State of Private Equity Investments in India

Session 03
AL
Abhishek Loonker, CFA
Managing Director,
GEF Capital Partners
VA
Vasanthakumar AP
Partner, Ascent Capital
KZ
Kazi Arif Zaman, CFA
Partner, GestAlt Network

KEY TAKEAWAYS

  • Governance compounds faster than growth, making management quality and alignment critical to long-term value creation.
  • Public market investors focus on earnings momentum while private equity investors focus on earnings capability.
  • In e-commerce, urban play works well, but capturing the rural opportunity, the next 500 million consumers, is still not being adequately addressed by PE today.
  • Continuation funds solve two problems: liquidity for LPs who want to exit, and flexibility for GPs to retain high-growth assets without extending the fund. This is why they are trending.

"Over the last 20 years in India's private equity industry, capital has shifted from being scarce to abundant, but quality is still not where it needs to be."

- Abhishek Loonker

Hidden Trade-offs in Private Credit Funds

Session 04
SG
Soumendra Ghosh
CIO, Vivriti Asset
Management
SJ
Saurabh Jhalaria
CIO, Alternative Credit
Strategies, Incred
SV
Subhashree Vijayaraghavan
Senior Fund Manager,
Credit Alternatives, HDFC AMC

KEY TAKEAWAYS

  • Private credit exists to provide bespoke and flexible capital, addressing situations where standard bank or public market solutions do not work.
  • Private credit in India is still under-penetrated, at around 2-3% of GDP, compared to ~10% in the US, indicating significant headroom for growth.
  • Increased competition and capital inflows have led to a compression in cost, with pricing coming down by nearly 100-200 bps for the same level of risk.
  • Private credit isn't competing with banks. It fills the gap where bank risk appetite, and cookie-cutter solutions fall short.
  • Collateral should not be viewed as a proxy for cash flows. It should be assessed on whether it is meaningful to the borrower and brings them to the table to talk/negotiate.
  • Ratings matter less in private markets because deals are bespoke to the borrower. In that context, ratings don't offer much guidance.

"Factors driving increased interest in private credit include a widening borrower base and stable regulation that has reduced interconnectedness with the banking system"

- Soumendra Ghosh

Investing in Deep Tech Sizing, Staging,
and Strategies

Session 05
AR
Arjun Rao
General Partner, Speciale Invest
SJ
Manu Iyer
Managing Partner, Bluehill.VC
SS
Shubham Sandeep
Managing Partner, Pi Venture

KEY TAKEAWAYS

  • In deep tech, velocity of TAM matters more than absolute TAM, reflecting the importance of adoption speed over market size.
  • Science risk is hard to take because the time horizon for the science to work is uncertain.
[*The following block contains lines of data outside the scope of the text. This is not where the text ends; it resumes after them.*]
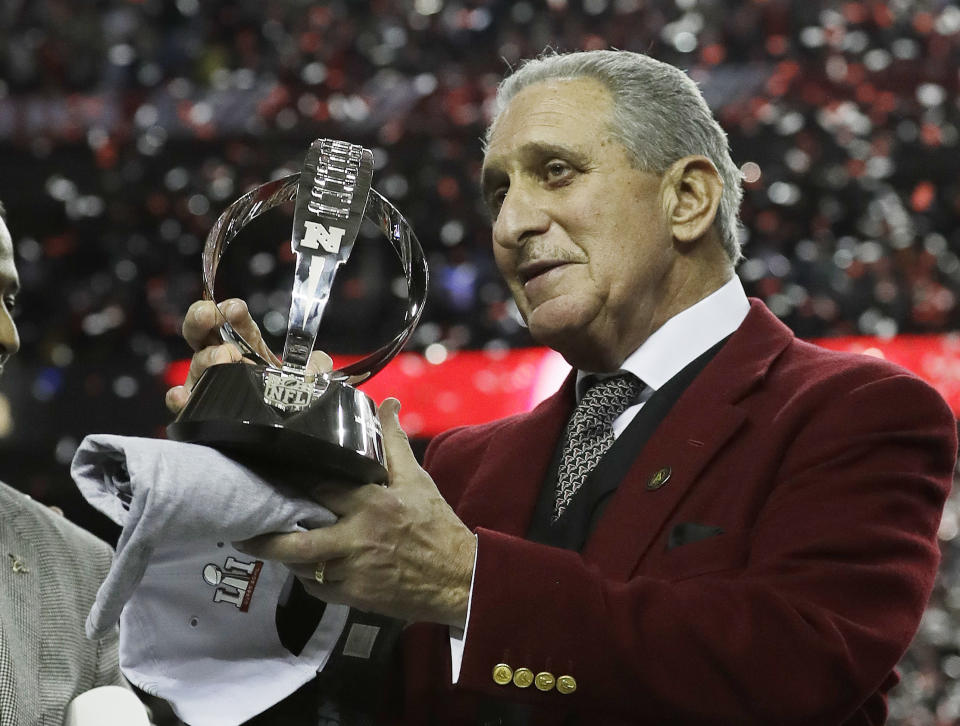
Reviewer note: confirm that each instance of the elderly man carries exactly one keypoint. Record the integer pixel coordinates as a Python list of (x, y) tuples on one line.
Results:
[(49, 574), (711, 522)]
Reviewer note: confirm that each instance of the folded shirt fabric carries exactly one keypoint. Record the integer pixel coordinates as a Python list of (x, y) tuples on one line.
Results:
[(198, 617)]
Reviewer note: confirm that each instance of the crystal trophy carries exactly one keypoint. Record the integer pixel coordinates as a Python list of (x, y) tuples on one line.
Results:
[(279, 409)]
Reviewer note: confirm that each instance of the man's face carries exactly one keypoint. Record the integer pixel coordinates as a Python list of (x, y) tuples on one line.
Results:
[(9, 287), (579, 234)]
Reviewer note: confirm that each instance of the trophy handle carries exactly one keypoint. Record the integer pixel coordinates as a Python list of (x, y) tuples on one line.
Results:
[(379, 211)]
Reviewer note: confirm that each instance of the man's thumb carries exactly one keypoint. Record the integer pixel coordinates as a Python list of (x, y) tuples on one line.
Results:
[(396, 445)]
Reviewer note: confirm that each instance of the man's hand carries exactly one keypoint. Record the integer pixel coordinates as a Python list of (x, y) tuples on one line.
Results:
[(201, 330), (398, 550)]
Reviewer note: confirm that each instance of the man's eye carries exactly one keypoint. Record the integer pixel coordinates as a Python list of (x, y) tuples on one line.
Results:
[(557, 170)]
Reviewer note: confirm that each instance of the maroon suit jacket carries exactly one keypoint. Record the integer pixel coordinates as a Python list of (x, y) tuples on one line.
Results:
[(827, 473)]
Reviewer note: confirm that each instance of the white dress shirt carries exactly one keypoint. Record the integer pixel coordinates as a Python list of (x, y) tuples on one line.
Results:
[(677, 343)]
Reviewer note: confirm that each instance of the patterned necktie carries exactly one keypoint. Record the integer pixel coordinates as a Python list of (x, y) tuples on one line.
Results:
[(590, 432)]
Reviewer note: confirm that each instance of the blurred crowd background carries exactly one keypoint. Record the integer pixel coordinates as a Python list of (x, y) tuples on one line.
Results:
[(127, 126)]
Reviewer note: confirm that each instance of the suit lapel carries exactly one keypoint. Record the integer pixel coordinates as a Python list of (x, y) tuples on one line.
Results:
[(702, 421), (511, 477), (20, 597)]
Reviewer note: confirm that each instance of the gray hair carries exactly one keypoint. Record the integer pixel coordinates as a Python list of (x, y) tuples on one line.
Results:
[(659, 116)]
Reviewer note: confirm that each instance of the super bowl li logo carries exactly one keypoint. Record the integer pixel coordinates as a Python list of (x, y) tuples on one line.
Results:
[(234, 582)]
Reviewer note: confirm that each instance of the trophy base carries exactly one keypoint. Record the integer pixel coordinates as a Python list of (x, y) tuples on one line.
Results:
[(335, 434)]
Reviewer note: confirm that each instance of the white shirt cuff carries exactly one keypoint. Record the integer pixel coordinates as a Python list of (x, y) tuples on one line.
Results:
[(458, 637)]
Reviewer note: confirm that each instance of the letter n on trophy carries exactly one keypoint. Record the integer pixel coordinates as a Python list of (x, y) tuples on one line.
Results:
[(279, 408)]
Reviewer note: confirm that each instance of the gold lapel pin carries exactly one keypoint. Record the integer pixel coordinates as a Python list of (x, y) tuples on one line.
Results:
[(18, 565), (659, 479)]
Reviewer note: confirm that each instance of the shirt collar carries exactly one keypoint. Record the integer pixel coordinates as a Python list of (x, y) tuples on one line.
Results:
[(685, 336)]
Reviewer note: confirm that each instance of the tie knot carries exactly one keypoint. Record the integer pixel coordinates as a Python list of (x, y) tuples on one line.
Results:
[(606, 398)]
That said, every once in a while, we do take science risk as well due to intellectual curiosity and a high level of upside potential.
  • New Age deep tech founders are now thinking of commercialisation very proactively, learning from the initial cohort of founders.
  • Family offices are emerging as relevant capital providers in deep tech, leveraging long operating horizons and experience in building businesses over long cycles.

"With the India growth story, a significant amount of foundational infrastructure still needs to be built, and much of it falls under deep tech."